If you are a resident in the European Economic Area, you have the following rights in relation to your personal information (where applicable):

1. Access. You have the right to request a copy of the personal information we are processing about you. For your own privacy and security, at our discretion we may require you to prove your identity before providing the requested information.
2. Rectification. You have the right to have incomplete or inaccurate personal information that we process about you rectified.
3. Deletion. You have the right to request that we delete personal information that we process about you, except we are not obliged to do so if we need to retain such data in order to comply with a legal obligation or to establish, exercise or defend legal claims.
4. Restriction. You have the right to restrict our processing of your personal information where you believe such data to be inaccurate; our processing is unlawful; or that we no longer need to process such data for a particular purpose unless we are not able to delete the data due to a legal or other obligation or because you do not wish for us to delete it.
5. Portability. You have the right to obtain personal information we hold about you, in a structured, electronic format, and to transmit such data to another data controller, where this is (a) personal information which you have provided to us, and (b) if we are processing that data on the basis of your consent or to perform a contract with you.
6. Objection. Where the legal justification for our processing of your personal information is our legitimate interest, you have the right to object to such processing on grounds relating to your particular situation. We will abide by your request unless we have compelling legitimate grounds for the processing.
7. Withdrawing Consent. If you have consented to our processing of your personal information, you have the right to withdraw your consent at any time, free of charge. This includes cases where you wish to opt out from marketing messages that you receive from us.

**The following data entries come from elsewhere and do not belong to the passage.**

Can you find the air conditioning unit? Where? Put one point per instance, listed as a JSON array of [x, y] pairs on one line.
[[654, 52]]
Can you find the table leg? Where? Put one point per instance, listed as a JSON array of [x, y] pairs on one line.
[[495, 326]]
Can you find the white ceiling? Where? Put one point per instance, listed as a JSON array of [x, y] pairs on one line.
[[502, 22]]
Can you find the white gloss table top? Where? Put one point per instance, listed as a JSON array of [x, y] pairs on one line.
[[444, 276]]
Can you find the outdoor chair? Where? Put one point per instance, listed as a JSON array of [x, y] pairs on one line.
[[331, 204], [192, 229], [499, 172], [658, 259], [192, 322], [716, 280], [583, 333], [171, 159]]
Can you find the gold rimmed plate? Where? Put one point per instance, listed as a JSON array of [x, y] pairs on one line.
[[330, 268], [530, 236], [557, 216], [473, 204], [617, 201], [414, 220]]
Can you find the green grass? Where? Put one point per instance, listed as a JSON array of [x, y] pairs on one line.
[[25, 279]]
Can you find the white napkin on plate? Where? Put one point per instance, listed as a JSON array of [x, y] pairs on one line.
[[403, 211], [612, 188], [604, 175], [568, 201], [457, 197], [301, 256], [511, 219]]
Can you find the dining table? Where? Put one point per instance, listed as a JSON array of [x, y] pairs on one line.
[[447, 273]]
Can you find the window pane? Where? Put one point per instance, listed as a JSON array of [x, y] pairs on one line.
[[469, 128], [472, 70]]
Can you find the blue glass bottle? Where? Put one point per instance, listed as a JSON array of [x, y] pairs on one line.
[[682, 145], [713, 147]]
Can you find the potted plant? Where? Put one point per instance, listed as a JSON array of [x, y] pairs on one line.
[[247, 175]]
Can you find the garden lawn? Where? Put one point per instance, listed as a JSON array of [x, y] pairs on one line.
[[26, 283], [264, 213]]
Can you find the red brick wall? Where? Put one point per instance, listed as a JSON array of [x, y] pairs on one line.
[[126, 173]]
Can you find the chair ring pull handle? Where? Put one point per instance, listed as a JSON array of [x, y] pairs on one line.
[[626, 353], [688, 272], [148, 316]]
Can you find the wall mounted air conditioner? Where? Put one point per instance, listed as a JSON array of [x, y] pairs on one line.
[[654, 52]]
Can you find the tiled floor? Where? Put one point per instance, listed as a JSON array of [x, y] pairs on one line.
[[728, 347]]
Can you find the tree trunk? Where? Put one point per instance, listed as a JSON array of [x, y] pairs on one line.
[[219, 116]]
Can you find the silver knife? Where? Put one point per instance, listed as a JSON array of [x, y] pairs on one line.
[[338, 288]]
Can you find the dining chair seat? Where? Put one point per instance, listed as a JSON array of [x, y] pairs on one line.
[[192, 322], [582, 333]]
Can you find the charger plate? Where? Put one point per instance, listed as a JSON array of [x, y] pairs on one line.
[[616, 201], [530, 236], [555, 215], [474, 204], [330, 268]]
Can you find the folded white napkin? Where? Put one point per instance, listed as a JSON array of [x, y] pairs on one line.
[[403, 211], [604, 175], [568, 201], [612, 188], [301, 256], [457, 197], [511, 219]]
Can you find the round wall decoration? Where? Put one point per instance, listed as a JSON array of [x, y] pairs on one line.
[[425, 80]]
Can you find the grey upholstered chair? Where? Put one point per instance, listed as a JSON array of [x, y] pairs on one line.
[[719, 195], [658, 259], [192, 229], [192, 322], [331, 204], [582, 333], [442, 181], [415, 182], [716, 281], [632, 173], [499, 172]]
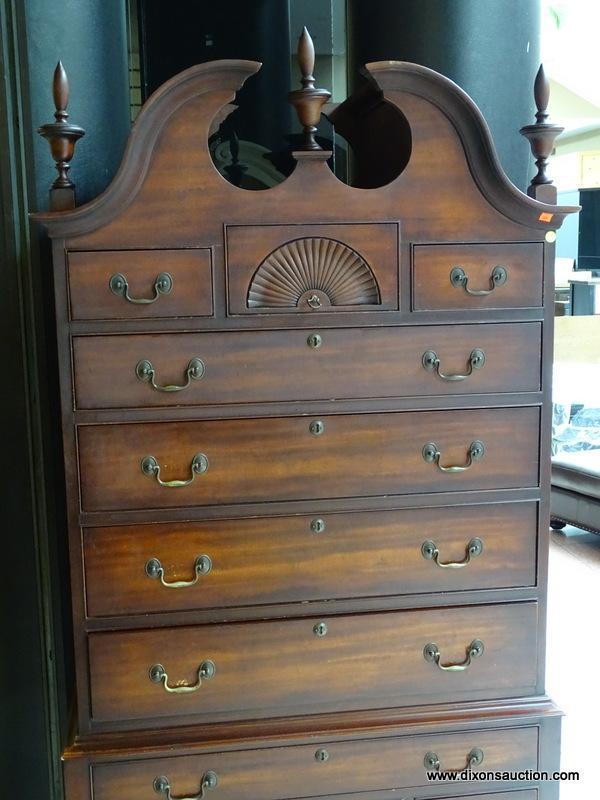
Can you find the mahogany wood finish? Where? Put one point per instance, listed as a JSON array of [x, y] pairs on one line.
[[263, 669], [280, 458], [311, 306], [358, 362], [306, 558], [358, 766], [92, 298], [433, 264], [347, 266]]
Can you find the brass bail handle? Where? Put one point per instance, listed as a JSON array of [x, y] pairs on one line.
[[163, 284], [460, 280], [431, 362], [151, 468], [432, 454], [162, 785], [430, 552], [202, 566], [158, 674], [431, 652], [145, 372], [474, 759]]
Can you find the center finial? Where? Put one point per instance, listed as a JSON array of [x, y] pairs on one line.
[[308, 101]]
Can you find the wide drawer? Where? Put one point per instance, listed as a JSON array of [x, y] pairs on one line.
[[245, 562], [270, 366], [130, 284], [296, 458], [527, 794], [290, 667], [320, 770], [471, 276]]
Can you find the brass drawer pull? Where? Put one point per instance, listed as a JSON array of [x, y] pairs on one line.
[[431, 362], [432, 455], [163, 284], [154, 569], [430, 551], [474, 759], [150, 467], [145, 372], [158, 674], [431, 652], [162, 785], [459, 279]]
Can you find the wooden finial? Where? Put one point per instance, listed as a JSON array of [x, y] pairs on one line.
[[308, 101], [62, 137], [541, 135]]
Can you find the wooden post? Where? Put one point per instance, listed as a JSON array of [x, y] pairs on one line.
[[62, 137], [541, 135], [308, 101]]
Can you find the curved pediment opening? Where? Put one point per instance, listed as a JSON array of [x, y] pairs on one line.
[[369, 138], [313, 273]]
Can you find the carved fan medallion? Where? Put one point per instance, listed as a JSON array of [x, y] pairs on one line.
[[311, 273]]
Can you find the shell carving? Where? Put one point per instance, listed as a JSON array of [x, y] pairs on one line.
[[311, 273]]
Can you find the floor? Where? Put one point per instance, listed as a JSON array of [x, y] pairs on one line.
[[573, 666]]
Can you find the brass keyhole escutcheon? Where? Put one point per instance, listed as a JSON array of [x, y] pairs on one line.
[[318, 525]]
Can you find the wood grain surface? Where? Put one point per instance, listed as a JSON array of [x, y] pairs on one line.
[[281, 667], [432, 265], [272, 366], [280, 459], [355, 766], [282, 560]]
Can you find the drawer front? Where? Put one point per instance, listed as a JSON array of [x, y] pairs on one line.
[[100, 284], [263, 460], [528, 794], [245, 562], [254, 366], [312, 269], [278, 668], [438, 285], [295, 771]]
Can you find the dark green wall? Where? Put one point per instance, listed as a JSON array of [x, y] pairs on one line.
[[89, 36], [490, 48]]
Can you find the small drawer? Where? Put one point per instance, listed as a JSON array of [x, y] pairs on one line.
[[472, 276], [127, 371], [249, 562], [312, 269], [320, 770], [213, 462], [251, 670], [133, 284]]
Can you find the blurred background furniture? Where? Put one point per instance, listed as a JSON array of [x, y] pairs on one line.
[[575, 496]]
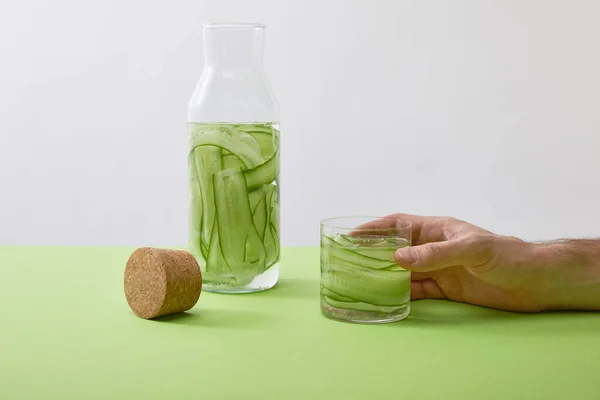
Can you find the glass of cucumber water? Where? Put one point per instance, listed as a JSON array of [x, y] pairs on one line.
[[360, 280]]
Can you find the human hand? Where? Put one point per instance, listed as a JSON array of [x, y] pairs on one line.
[[452, 259]]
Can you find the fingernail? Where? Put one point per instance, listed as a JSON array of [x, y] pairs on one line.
[[408, 255]]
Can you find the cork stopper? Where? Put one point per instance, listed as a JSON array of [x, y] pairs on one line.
[[160, 282]]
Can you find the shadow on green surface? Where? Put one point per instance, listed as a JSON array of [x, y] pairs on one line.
[[443, 313], [218, 318], [295, 288]]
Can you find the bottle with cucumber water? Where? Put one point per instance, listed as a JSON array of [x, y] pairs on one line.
[[234, 164]]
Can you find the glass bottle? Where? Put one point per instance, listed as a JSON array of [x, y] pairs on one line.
[[233, 123]]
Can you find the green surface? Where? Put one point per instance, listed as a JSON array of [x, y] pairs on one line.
[[67, 333]]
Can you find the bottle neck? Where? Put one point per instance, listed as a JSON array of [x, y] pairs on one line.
[[233, 46]]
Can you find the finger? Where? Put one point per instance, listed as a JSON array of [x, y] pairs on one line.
[[418, 276], [467, 251], [426, 289]]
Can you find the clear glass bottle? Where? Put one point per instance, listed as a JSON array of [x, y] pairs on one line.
[[233, 122]]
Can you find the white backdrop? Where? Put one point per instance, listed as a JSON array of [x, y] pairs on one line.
[[485, 110]]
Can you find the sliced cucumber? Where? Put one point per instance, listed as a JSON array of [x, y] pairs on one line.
[[352, 256], [264, 173], [235, 141], [334, 295], [378, 287], [359, 306], [207, 162], [234, 200], [241, 245]]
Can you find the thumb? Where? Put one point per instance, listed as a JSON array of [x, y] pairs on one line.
[[439, 255]]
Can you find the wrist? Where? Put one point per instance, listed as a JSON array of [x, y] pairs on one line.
[[569, 278]]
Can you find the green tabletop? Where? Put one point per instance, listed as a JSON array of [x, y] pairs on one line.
[[67, 333]]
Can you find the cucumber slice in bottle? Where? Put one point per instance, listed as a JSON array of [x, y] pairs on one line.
[[241, 245], [207, 162], [264, 173], [235, 141], [234, 202]]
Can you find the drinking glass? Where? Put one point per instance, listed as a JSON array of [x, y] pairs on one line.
[[360, 280]]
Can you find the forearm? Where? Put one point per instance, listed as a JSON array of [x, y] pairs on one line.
[[571, 275]]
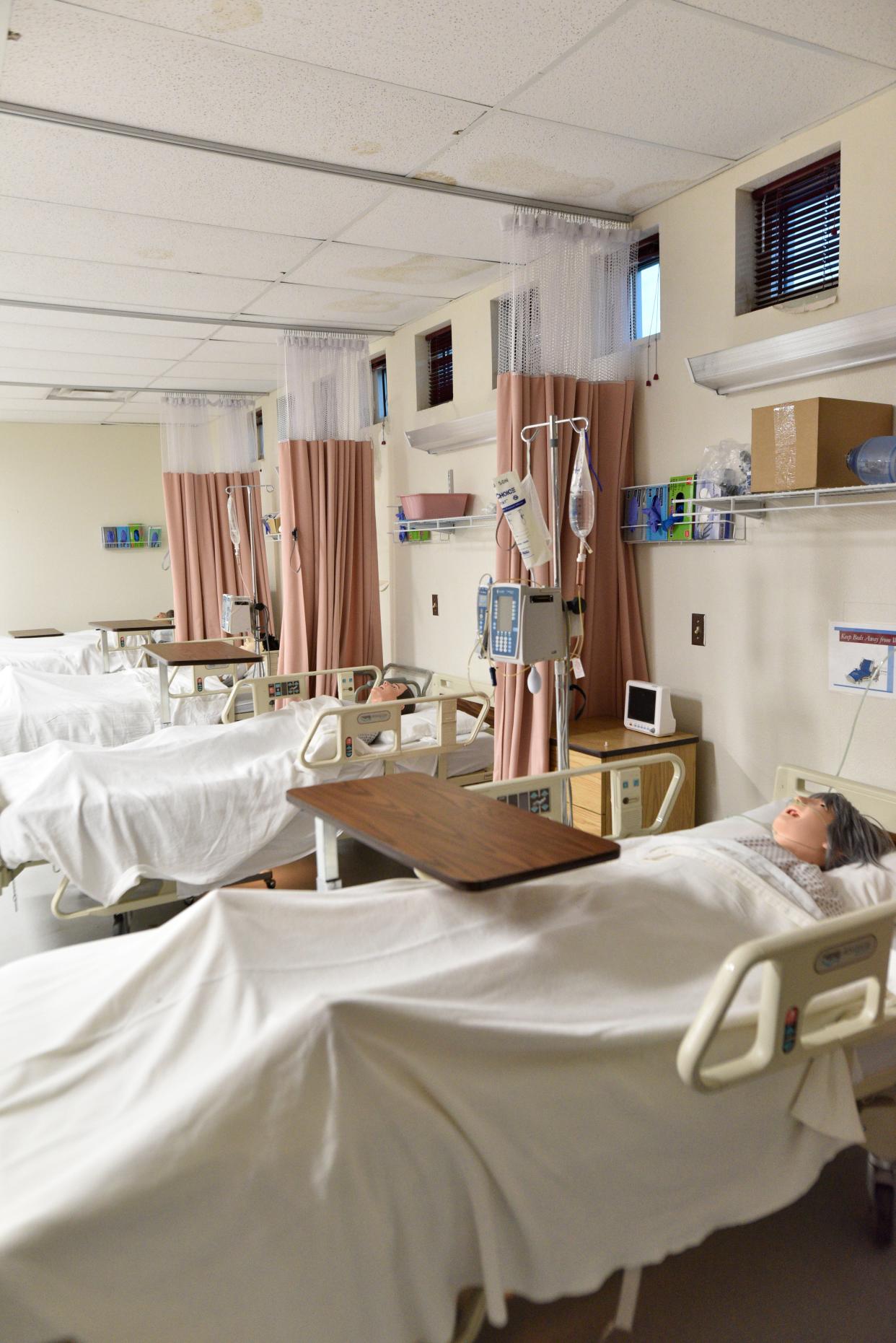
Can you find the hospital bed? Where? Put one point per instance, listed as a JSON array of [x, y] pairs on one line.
[[203, 806], [403, 1091]]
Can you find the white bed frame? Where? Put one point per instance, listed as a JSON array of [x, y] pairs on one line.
[[350, 722], [822, 989]]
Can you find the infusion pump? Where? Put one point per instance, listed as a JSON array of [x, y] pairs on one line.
[[526, 624]]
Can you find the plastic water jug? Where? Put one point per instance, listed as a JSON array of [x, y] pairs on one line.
[[875, 461]]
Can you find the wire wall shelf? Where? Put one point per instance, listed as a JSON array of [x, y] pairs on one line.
[[131, 536], [416, 531], [723, 519]]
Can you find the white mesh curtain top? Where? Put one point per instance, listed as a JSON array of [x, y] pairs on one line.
[[328, 386], [203, 434], [568, 309]]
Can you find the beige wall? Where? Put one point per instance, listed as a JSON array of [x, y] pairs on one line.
[[758, 689], [61, 484]]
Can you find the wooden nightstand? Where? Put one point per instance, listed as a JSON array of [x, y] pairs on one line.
[[594, 740]]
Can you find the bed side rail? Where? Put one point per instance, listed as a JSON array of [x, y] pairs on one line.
[[871, 800], [802, 973], [543, 792], [263, 694], [352, 720]]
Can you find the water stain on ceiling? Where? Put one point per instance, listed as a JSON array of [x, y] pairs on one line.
[[419, 269], [524, 176], [230, 15]]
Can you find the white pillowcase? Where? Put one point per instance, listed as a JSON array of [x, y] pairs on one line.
[[863, 884]]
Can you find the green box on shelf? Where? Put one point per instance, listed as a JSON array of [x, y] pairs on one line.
[[682, 494]]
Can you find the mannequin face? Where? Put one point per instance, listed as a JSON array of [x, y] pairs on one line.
[[802, 829]]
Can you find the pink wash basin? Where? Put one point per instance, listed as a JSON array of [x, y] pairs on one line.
[[434, 505]]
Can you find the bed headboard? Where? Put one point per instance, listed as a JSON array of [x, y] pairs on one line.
[[877, 803]]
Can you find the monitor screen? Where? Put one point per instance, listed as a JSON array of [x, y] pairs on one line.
[[641, 704]]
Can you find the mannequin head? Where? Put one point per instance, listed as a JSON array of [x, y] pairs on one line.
[[827, 831]]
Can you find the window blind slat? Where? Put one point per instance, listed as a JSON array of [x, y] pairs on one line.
[[441, 366], [797, 234]]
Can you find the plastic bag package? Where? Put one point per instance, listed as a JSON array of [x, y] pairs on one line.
[[726, 465]]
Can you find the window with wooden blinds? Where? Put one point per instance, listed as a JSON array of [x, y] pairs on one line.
[[441, 366], [797, 234]]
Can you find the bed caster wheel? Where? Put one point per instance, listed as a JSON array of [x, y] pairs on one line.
[[883, 1215]]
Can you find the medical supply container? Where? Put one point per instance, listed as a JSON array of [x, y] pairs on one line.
[[804, 445]]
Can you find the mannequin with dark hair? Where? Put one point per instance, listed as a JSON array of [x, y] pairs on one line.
[[829, 831]]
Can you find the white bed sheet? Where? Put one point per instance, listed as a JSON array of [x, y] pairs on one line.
[[104, 711], [76, 653], [199, 805], [285, 1115]]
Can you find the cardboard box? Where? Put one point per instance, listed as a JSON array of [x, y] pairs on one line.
[[804, 445]]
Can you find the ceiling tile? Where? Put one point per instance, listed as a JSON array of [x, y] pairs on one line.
[[73, 320], [866, 29], [81, 363], [394, 271], [216, 385], [45, 229], [58, 377], [261, 335], [22, 394], [25, 338], [676, 76], [425, 222], [237, 352], [307, 302], [120, 70], [208, 371], [445, 48], [527, 156], [84, 168], [93, 282]]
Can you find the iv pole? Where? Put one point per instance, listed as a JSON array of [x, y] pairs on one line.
[[561, 677], [250, 515]]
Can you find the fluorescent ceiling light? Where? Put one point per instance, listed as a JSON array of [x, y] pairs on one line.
[[84, 394], [453, 434], [822, 348]]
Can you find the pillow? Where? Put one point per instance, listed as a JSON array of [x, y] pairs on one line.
[[863, 884]]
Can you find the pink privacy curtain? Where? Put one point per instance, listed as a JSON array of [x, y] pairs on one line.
[[331, 614], [202, 555], [613, 649]]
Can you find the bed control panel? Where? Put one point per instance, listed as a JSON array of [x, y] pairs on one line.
[[625, 797], [536, 801], [848, 954]]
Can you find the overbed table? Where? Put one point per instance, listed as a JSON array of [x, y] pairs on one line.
[[118, 628], [194, 653], [449, 833]]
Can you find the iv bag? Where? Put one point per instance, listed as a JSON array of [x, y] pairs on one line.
[[581, 494], [233, 521]]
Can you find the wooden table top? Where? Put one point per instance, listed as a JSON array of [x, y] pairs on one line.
[[453, 834], [133, 626], [206, 653], [606, 738]]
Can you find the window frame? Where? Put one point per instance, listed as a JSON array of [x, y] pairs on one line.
[[814, 193], [379, 377], [439, 388], [648, 255]]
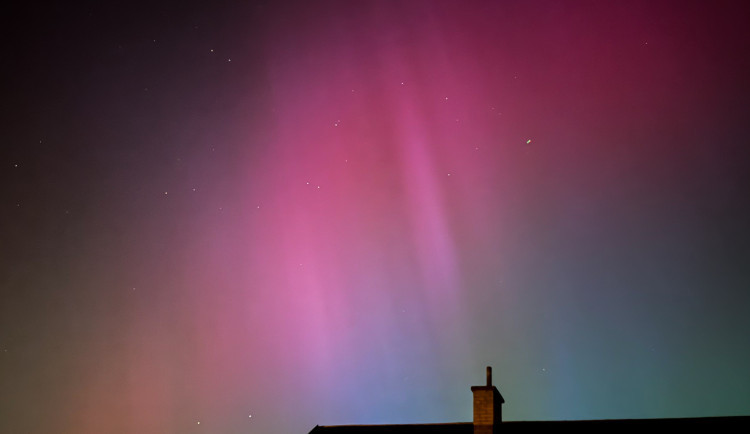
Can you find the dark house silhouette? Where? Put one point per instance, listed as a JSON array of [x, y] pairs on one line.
[[488, 419]]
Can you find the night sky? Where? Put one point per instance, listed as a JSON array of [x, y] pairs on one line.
[[256, 217]]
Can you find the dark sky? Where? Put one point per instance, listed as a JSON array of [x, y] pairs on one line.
[[235, 217]]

To make a request to exercise any of these rights in relation to your personal information, please email, call or write to us using the contact information listed below in the “Introduction” and “Correction and concerns” sections.

If you believe that information we hold about you is incorrect or out of date, or if you have concerns about how we are handling your personal information, please contact us and we will try to resolve those concerns. You can direct any requests for correction or concerns to our Privacy Officer via email to nz_privacy_officer@pwc.com. 

If PwC becomes aware of any ongoing concerns or problems concerning our privacy practices, we will take these issues seriously and work to address these concerns. If you have any further queries relating to our privacy policy, or you have a problem or complaint, please contact our Privacy Officer. If you are not satisfied with our handling of your problem or complaint you may make a complaint to the Office of the Privacy Commissioner.

This privacy policy was last updated on 4 June 2026, the previous date before that was 24 October 2024.

PwC operates in a dynamic business environment, and we aim to review this policy annually to keep it current.

We may update this privacy policy at any time by publishing an updated version here.

So you know when we make changes to this privacy policy, we will amend the revision date at the top of this policy. The newly amended privacy policy will apply from that revision date. Therefore, we encourage you to review this privacy policy periodically to stay informed about how we are protecting your information. Any amended policy will apply between us whether or not we have given you specific notice of any change.